The worst tragedies really do bring out the best in human nature, for some reason. What you’re seeing in Texas is a good example of that.

Unfortunately, Florida is a different story.

First, you had stories about gas stations and other businesses who decided this was the time to take advantage of desperate Floridians in their hour of need. They jacked up their prices so they could fleece and gouge the long lineups of people at the pumps who were trying to evacuate!

I watched a feed showing the outraged Florida attorney general Pam Bondi at a news conference, and she said they would prosecute these companies who were doing this. Good.

Unfortunately, the state has a lot of prosecuting ahead of them. There are multiple reports about various lowlifes who also decided it was a good time to take advantage of their fellow Floridians by going around looting and stealing from homes of people who evacuated.

Of course, you also have the scammers who always use natural disasters as their excuse to extract money from people, with fraud artists posing as phony charities and the like.    

Topping it off are reports about a restaurant in Jacksonville where the manager threatened to punish employees who missed their shifts because they were trying to evacuate from the hurricane.

What a place!     

The other stories you hear about have to do with the plight of tourists, particularly those who went to these resorts and wound up in the thick of the storm.

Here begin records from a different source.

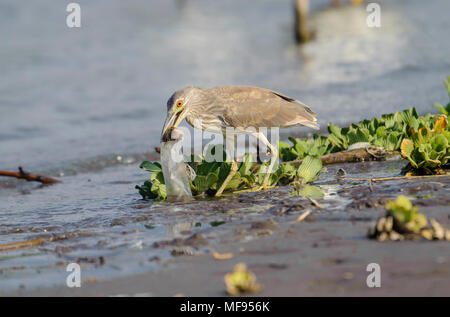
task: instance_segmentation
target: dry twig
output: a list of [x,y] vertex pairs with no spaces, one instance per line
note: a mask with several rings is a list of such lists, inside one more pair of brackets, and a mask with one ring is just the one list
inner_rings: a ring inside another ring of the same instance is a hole
[[309,216],[309,214],[311,213],[311,210],[307,210],[304,213],[302,213],[295,222],[302,222],[303,220],[305,220],[306,217]]
[[25,179],[28,182],[40,182],[42,184],[54,184],[61,182],[55,178],[25,172],[22,166],[19,166],[18,172],[0,171],[0,176],[15,177]]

We got no end of reports about frustrated Canadians in the Caribbean who were outraged over being stranded, and blaming the Canadian government for not coming in and airlifting them out.

However, I notice there isn’t a lot of sympathy out there for these tourists, based on letters to the editors I see printed.

First: this was a major Category 5 hurricane that was one of the worst in recorded history! Travel in and out of these places is a headache due to all of the storm damage, so it’s going to be difficult enough to deal with these stranded tourists. Everyone needs patience. 

The other thing is these tourists should know what they were in for when they booked vacations in Hurricane Alley.

September and October are prime hurricane season. Guess what happens during that time? You guessed it: hurricanes!

And guess where the hurricanes hit? That’s right: they go after every one of your favorite “sun” destinations pitched to Canadian customers on these travel websites. They’ve all been roughed up from hurricanes at one point or another.  

It turns out one of the locales hit by Hurricane Irma was a place I’d been on vacation to almost two years ago: Varadero, Cuba.  

There are videos posted of the damage there: uprooted trees, mangled signs and downed power lines. Their airport was shut down and the roads were rendered impassible in and out, and the power was knocked out all over the area. Most resorts are reporting a lot of damage.

Yet, it could have been worse. Varadero should recover and clean up, quickly, but other places hit by Irma aren’t so fortunate.       

Getting back on topic, the main reason there isn’t a lot of sympathy for these suffering tourists is because they look like whiners. Everyone knows they’ll eventually return to their nice warm homes soon enough.

The people most hard-done by are the ones who actually live in the hurricane zone, especially in places like Barbuda or St. Martin or the Virgin Islands. These are the people who’ve lost their homes or places of business. They really need the world’s help at the moment.

The whole situation is another reminder that a part of the world that so many of us see as a place to escape from our daily lives, this paradise on Earth, really does have this terrible dark side to it. It shows up every fall when these fearful monster hurricanes threaten to wreak havoc.

I guess what I’m saying is that we probably need to twice before we complain again about the cold and rainy conditions around here at this time of year. As Canadians, we’re very fortunate.